Whether abortion is legal or not, discourse around this issue is pervasive, found in popular culture as well as in legal and medical texts. A focus on women’s experiences does not mean moving away from the politics of the womb. In fact, a focus on the fetus allows an interrogation of the so-called pro-life rhetoric, asking anti-contraception bishops and mayors if they have ever linked the aborted babies that end up in their garbage cans or their churches to their own prohibition of contraceptive use. The lack of access here includes the absence of contraceptive services, not only in cases where such services have been banned, but also social inaccessibility — the fear of contraception fanned by anti-abortion groups that prevents women from using it.

In places like the Philippines, where abortion is illegal, women tell horrendous stories about the pain from catheters inserted in the uterus, pain from massage by traditional birth attendants and harassment by hospital staff, and speak of feelings of fear, guilt and shame, and the consequent need for social support.Citation22 Anti-abortion groups distort these needs as post-abortion trauma. Thus, it is important to expose the way anti-abortion groups manipulate popular culture and women’s experience, driving home their messages through fear and guilt and showing how the invocation of terms like baby, child and unborn can be manipulative and callous, insensitive to the circumstances surrounding the need for abortion.

William Saletan, in his book Bearing Right, Citation25 points out that even the rhetoric of American pro-choice groups, with its emphasis on privacy and individual rights, has been effectively co-opted by anti-abortion groups, who now argue against abortion as excessive government interference in matters that should be kept private and within the family. This argument has been used, for example, to argue for parental notification before a minor’s abortion, and is an example of how concepts of confidentiality and privacy can be distorted to ends which are the opposite of what the concepts themselves stand for.

The article began by referring to the contradictions in the laws of Iran and the Philippines, and the way they seem to be skewed towards protection of the embryo and fetus while neglecting the rights and needs of living children and of women. This wider analysis of law and policy, and of the discourse surrounding abortion, must be developed further for an environment that will allow progressive abortion law reform to be created and the chances of achieving reproductive rights are to change for the better.

Acknowledgements

The core ideas for this article were first developed in an opinion-editorial column entitled “Fetal rights, children’s rights” in the Philippine Daily Inquirer, 16 December 2003.

Notes

* “Discourse” in this article refers not just to what is said or printed — what some researchers would call “text” — but also to the whole range of images that are created, invoked and evoked by different stakeholders in the increasingly complex debates around abortion.

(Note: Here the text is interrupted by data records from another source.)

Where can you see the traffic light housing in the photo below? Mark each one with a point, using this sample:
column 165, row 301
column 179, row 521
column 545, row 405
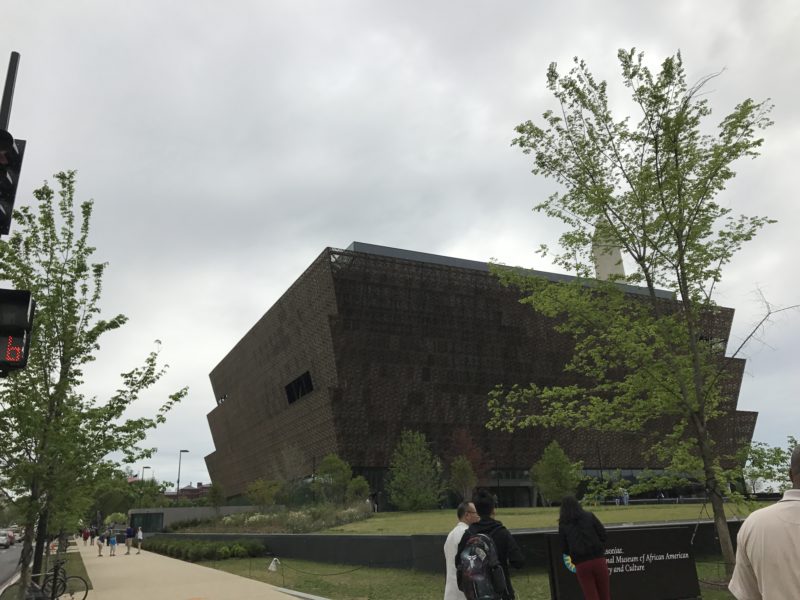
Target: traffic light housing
column 16, row 322
column 11, row 153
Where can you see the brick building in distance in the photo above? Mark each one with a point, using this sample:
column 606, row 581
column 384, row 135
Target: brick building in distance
column 373, row 340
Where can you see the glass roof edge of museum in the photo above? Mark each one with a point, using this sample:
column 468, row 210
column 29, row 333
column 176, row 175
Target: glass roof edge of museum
column 476, row 265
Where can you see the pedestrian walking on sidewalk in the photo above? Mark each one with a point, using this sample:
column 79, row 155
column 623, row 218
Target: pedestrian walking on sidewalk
column 128, row 539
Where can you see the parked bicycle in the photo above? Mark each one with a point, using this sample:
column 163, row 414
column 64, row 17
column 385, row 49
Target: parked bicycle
column 57, row 584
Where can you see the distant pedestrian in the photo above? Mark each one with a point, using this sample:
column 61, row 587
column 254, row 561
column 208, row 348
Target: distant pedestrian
column 128, row 539
column 583, row 538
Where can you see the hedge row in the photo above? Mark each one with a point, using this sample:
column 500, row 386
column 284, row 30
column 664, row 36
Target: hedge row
column 197, row 550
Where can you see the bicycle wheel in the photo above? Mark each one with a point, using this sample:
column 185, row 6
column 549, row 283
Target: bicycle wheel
column 76, row 588
column 60, row 585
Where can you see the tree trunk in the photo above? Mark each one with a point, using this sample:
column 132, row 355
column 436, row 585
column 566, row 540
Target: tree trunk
column 41, row 538
column 724, row 534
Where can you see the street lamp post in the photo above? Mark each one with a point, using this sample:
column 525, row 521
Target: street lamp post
column 141, row 487
column 178, row 486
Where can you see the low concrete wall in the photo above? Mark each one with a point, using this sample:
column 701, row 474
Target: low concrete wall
column 187, row 513
column 424, row 552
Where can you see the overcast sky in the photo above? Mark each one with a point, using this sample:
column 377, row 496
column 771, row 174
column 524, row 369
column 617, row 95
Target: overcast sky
column 227, row 144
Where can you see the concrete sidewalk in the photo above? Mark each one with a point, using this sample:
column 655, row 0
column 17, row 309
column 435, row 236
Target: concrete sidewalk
column 150, row 576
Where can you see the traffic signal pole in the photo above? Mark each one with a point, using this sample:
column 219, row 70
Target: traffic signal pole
column 8, row 91
column 16, row 306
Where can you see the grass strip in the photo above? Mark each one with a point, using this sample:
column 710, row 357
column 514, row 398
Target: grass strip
column 348, row 582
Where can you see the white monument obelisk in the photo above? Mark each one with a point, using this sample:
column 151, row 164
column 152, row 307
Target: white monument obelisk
column 606, row 253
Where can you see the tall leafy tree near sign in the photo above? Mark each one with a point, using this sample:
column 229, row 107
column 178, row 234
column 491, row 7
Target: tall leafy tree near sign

These images are found throughout popular culture, from folklore to advertising, as well as in more formal and codified forms, such as laws and public policies.

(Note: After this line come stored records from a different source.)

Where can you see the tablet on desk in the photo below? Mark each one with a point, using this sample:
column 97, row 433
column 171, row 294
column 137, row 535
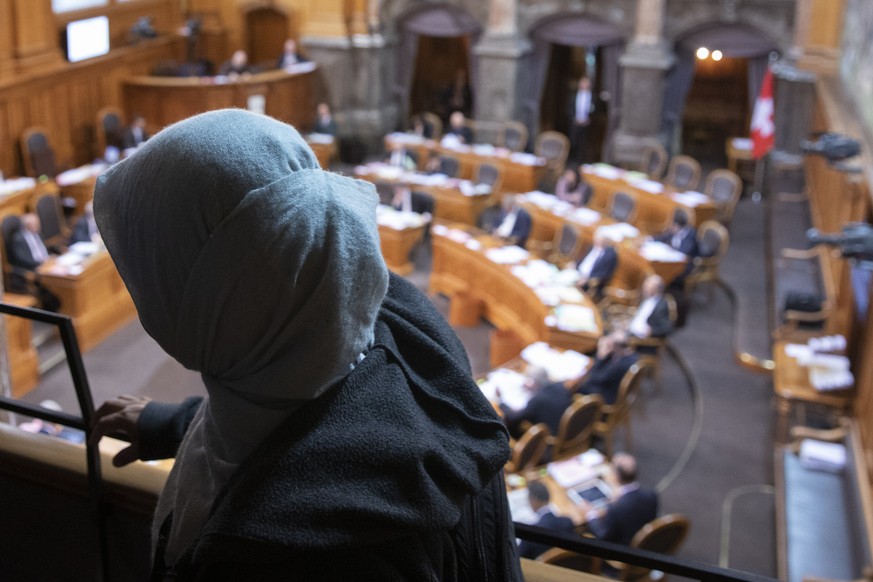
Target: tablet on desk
column 595, row 493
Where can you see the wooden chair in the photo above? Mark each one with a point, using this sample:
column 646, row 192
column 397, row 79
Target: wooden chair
column 528, row 451
column 570, row 560
column 512, row 135
column 490, row 175
column 724, row 188
column 713, row 241
column 663, row 535
column 622, row 207
column 434, row 122
column 54, row 230
column 554, row 147
column 37, row 154
column 110, row 124
column 684, row 173
column 576, row 427
column 654, row 161
column 619, row 413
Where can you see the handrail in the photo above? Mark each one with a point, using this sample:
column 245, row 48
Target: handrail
column 635, row 556
column 86, row 405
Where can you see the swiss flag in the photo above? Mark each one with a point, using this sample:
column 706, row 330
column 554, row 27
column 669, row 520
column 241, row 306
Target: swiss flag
column 763, row 134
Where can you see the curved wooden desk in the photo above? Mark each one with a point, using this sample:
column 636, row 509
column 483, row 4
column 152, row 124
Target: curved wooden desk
column 654, row 210
column 516, row 175
column 632, row 267
column 166, row 100
column 507, row 301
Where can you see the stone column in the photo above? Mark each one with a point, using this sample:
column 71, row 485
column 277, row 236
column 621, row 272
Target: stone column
column 644, row 67
column 500, row 60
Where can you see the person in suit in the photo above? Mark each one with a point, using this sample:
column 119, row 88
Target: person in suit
column 514, row 222
column 134, row 135
column 571, row 188
column 324, row 122
column 26, row 252
column 290, row 56
column 458, row 130
column 614, row 357
column 652, row 317
column 597, row 266
column 85, row 229
column 630, row 511
column 582, row 106
column 538, row 497
column 547, row 404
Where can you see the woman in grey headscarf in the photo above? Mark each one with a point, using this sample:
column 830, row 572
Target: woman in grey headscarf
column 342, row 436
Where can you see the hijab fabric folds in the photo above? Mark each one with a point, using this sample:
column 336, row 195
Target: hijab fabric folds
column 249, row 264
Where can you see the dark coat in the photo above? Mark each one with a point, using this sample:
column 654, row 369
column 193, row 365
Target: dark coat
column 551, row 521
column 547, row 405
column 626, row 516
column 393, row 474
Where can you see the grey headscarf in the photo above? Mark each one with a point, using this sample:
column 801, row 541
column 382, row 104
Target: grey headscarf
column 249, row 264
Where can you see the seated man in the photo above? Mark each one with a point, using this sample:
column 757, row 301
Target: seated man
column 289, row 56
column 85, row 229
column 652, row 317
column 324, row 122
column 538, row 497
column 598, row 266
column 614, row 358
column 514, row 222
column 626, row 515
column 548, row 402
column 458, row 130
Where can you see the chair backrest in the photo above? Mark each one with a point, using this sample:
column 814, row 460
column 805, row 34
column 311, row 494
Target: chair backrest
column 654, row 161
column 51, row 218
column 554, row 147
column 577, row 426
column 37, row 153
column 110, row 123
column 622, row 207
column 435, row 123
column 712, row 239
column 529, row 449
column 489, row 174
column 570, row 560
column 512, row 136
column 724, row 188
column 450, row 166
column 684, row 173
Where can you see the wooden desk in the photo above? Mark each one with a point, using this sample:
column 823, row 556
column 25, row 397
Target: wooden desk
column 165, row 100
column 450, row 203
column 792, row 387
column 23, row 359
column 516, row 176
column 96, row 298
column 632, row 266
column 507, row 301
column 654, row 211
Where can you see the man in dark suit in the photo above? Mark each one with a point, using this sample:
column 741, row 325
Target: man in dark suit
column 134, row 135
column 614, row 358
column 538, row 497
column 634, row 508
column 514, row 222
column 548, row 402
column 652, row 317
column 597, row 267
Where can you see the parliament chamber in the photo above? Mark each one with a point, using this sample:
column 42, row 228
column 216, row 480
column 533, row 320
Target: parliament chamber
column 750, row 415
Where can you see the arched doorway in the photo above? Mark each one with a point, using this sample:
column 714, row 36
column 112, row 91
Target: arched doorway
column 435, row 49
column 267, row 28
column 713, row 86
column 568, row 46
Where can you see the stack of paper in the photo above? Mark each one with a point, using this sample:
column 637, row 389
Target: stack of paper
column 822, row 456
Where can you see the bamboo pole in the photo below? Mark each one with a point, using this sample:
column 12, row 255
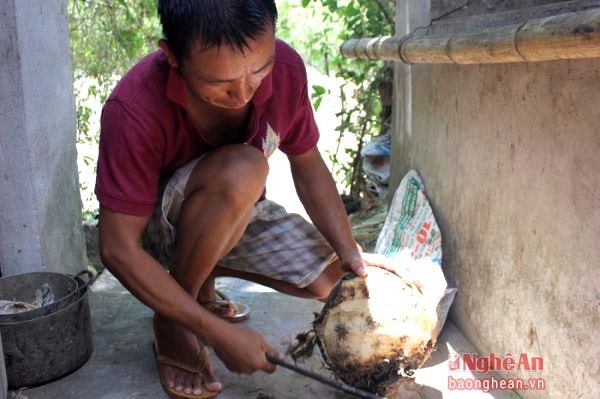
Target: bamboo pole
column 565, row 36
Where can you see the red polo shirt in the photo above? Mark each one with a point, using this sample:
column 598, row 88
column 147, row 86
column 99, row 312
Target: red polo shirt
column 146, row 133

* Destierro (a Spanish term) is defined in Article 87 of the Penal Code as a form of banishment or exile. In effect, destierro is an exemption from punishment due to the enormous provocation considered to be involved.Citation5

* It is quite common for people to leave aborted fetuses at the shrine. I suspect this is done because it is as close to a Christian burial as they can get.

† This is an obvious reference to the Philippines 1987 ConstitutionCitation14 which states, in Section 12, Article II: “The State shall equally protect the life of the mother and the life of the unborn from conception.”

* In public debates on moral issues, ranging from abortion to nudity in movies, conservatives often claim the Philippines is the “only” Catholic or Christian country in Asia as a reason for the importance of it defending certain values. The claim is false. East Timor has a Catholic majority in its population, while many other Asian countries have large Christian populations, e.g. South Korea.